In that regard, Cue The Sun! is a required text for anyone who wants to understand how reality TV — or as Nussbaum calls it, “dirty documentary” — arrived at its current tipping point. The almost 400-page book includes interviews with former reality television participants, producers, editors, and assistants. It’s a riveting chronicle of the low-budget, “guilty pleasure” genre, beginning in the 1940s and concluding in the early 2000s with the truly culture-shifting program, The Apprentice. What Cue The Sun! ultimately exposes is the paradoxical and queasy nature of reality TV, a boundary-pushing artform that often relies on a lot of depravity to keep the wheels turning.
A new book tackles the splendor and squalor of reality TV
Critic Emily Nussbaum makes the case for the guilty pleasure as an art form.
The most riveting chapter in Nussbaum’s book focuses on the lore of the long-running CBS hit Survivor, starting with its odd beginnings as a Scottish radio experiment. This inspired the controversial Swedish television show Expedition: Robinson, which premiered in 1997 and raised serious ethical questions after the series’ first eliminated contestant committed suicide. Undeterred by this incident, producer Mark Burnett brought the series to America in 2000 in the form of Survivor.

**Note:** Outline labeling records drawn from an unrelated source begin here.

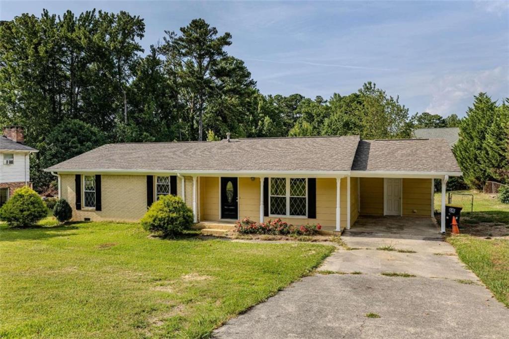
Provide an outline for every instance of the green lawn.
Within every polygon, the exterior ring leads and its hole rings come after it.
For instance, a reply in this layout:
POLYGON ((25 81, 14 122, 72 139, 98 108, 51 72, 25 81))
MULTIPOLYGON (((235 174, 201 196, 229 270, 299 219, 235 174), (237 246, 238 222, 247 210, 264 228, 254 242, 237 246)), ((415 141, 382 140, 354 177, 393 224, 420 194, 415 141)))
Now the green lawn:
MULTIPOLYGON (((509 205, 502 204, 495 194, 474 190, 458 191, 473 194, 473 211, 471 200, 466 196, 453 195, 453 205, 462 206, 461 224, 469 234, 479 236, 509 236, 509 205)), ((440 211, 440 192, 435 194, 435 209, 440 211)))
POLYGON ((509 307, 509 239, 459 235, 448 241, 497 299, 509 307))
POLYGON ((333 250, 163 240, 133 223, 53 222, 0 226, 1 337, 207 337, 333 250))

“I wasn’t that interested in Survivor when I started the book,” says Nussbaum. “But by the time I finished writing about it, I was convinced that the Survivor format was an invention on the level of the telephone or the car.”
It was a few years after the arrival of Survivor that Nussbaum felt inspired to write a book. In 2003, she could feel reality TV becoming its own sort of movement, like the New Hollywood era.

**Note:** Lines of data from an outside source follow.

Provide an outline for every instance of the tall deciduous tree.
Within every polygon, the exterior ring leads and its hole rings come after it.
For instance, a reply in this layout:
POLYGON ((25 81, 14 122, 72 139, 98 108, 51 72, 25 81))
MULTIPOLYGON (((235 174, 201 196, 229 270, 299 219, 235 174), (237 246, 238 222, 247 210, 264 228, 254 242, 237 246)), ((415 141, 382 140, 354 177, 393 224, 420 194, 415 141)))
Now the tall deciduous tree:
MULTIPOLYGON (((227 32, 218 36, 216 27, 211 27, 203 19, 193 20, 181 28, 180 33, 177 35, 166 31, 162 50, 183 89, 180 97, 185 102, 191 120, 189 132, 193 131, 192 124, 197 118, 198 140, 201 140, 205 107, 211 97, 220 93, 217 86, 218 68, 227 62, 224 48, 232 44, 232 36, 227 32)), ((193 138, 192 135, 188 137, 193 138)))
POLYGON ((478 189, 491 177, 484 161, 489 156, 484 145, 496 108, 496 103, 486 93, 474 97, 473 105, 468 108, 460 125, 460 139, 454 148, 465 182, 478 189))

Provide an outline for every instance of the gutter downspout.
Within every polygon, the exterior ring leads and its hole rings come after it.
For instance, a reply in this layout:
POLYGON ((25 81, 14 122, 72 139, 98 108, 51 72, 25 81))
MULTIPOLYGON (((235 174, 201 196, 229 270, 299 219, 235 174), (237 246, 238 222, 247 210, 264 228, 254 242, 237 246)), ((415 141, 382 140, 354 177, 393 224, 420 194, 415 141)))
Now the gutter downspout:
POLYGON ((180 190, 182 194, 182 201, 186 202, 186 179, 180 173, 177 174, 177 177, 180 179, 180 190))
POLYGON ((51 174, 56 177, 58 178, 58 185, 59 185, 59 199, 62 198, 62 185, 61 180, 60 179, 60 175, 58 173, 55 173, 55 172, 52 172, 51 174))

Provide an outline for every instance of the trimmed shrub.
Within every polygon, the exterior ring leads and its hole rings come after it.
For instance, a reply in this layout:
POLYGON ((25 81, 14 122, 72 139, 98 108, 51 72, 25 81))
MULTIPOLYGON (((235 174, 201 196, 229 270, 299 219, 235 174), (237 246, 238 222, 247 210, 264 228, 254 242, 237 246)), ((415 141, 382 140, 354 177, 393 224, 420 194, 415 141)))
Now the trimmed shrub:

“I discovered reality TV had roots all the way back to World War II on radio,” she says. “There was already a burst of programming featuring regular people and the moral outrage that always accompanied it.”
Those programs included the radio show Candid Microphone, which premiered in 1947, and its televised equivalent Candid Camera, which aired the following year. Both series were created and hosted by pioneering prankster Allen Funt. His elaborate tricks on his oblivious subjects using hidden cameras precedes the work of “reality auteurs” like Nathan Fielder and Sacha Baron Cohen.

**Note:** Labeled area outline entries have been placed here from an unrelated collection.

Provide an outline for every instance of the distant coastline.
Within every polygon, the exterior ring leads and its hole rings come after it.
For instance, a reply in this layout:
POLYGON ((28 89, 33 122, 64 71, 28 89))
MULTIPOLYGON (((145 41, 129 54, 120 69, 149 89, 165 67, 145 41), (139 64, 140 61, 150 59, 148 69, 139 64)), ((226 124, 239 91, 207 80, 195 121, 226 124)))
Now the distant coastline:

While modern docu-comedies like The Rehearsal and Jury Duty have been described as experimental “prestige” takes on the unscripted genre, Nussbaum presents these types of shows as the purest form of reality TV, a style that prevailed before audiences’ demands for salaciousness and melodrama made it a lot more complicated.
She draws similar parallels between the ’60s game show Queen For A Day and 1970s PBS docuseries An American Family with modern programs like Real Housewives and Keeping Up With the Kardashians. Both shows gave TV its first taste of melodramatic, slice-of-life reality programs. On Queen For A Day, women would essentially compete for who had the worst life in order to win prizes, like household appliances. The image of host Jack Bailey surrounded by a group of women trading in — and oftentimes, exaggerating — their personal woes for the audience’s sympathy feels reminiscent of a Real Housewives reunion.